At least one national newspaper referred to advisers charging “rip-off” fees and explained that as much as £450 of the first year’s contributions might be taken by the adviser.
There is no denying that advisers charge for their services; we certainly do and to bring a new member into a pension scheme where advice is provided to them about important subjects, such as which investment funds to choose, we would certainly charge a fee of this magnitude.
As to whether this fee is paid by the employee, the employer or shared by them then we are pretty agnostic on the subject.
The problem with such a pejorative term as “rip-off” is that it implies a huge benefit to the person doing the so called “ripping-off.
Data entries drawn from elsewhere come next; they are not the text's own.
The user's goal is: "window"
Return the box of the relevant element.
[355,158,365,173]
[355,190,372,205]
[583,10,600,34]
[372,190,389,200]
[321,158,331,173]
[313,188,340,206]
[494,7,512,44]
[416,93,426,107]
But an analysis of what happens to that fee of £450 is I believe rather telling.
Direct regulatory costs are some 9% of that £450 or £40.50. So the employee is paying quite handsomely for the protection that most of us would agree they deserve.
A further 8% or £36 is the cost of the technology that we need to ensure product and investment fund research is carried out to a high standard.
8.5% or £38.25 is the cost of the office, things such as rent and rates utilities etc.
A substantial amount of the fee is the cost of staff salaries, National Insurance and income tax; in fact 47% or £211.50 is expended this way.
Professional fees for such services as our Accountant are 3.8% or £17.10.
Transport and petrol costs amount to a further 4.2% or £18.90.
As a limited company we have to pay corporation tax on our profits (and I am pleased to say that despite all these costs we do actually make a profit) 3.5% or £15.75 and finally the shareholders receive a dividend payment of 16% or £72.
As a firm we are constantly seeking ways to reduce our business costs but as all business owners will know, there is a point where further cost cuts are simply not possible.
So unless those commentators are saying that intermediary firms should be run as a charity I am afraid that £450 seems to me to be a very reasonable fee to pay for the required professional services and absolutely not a “rip-off”!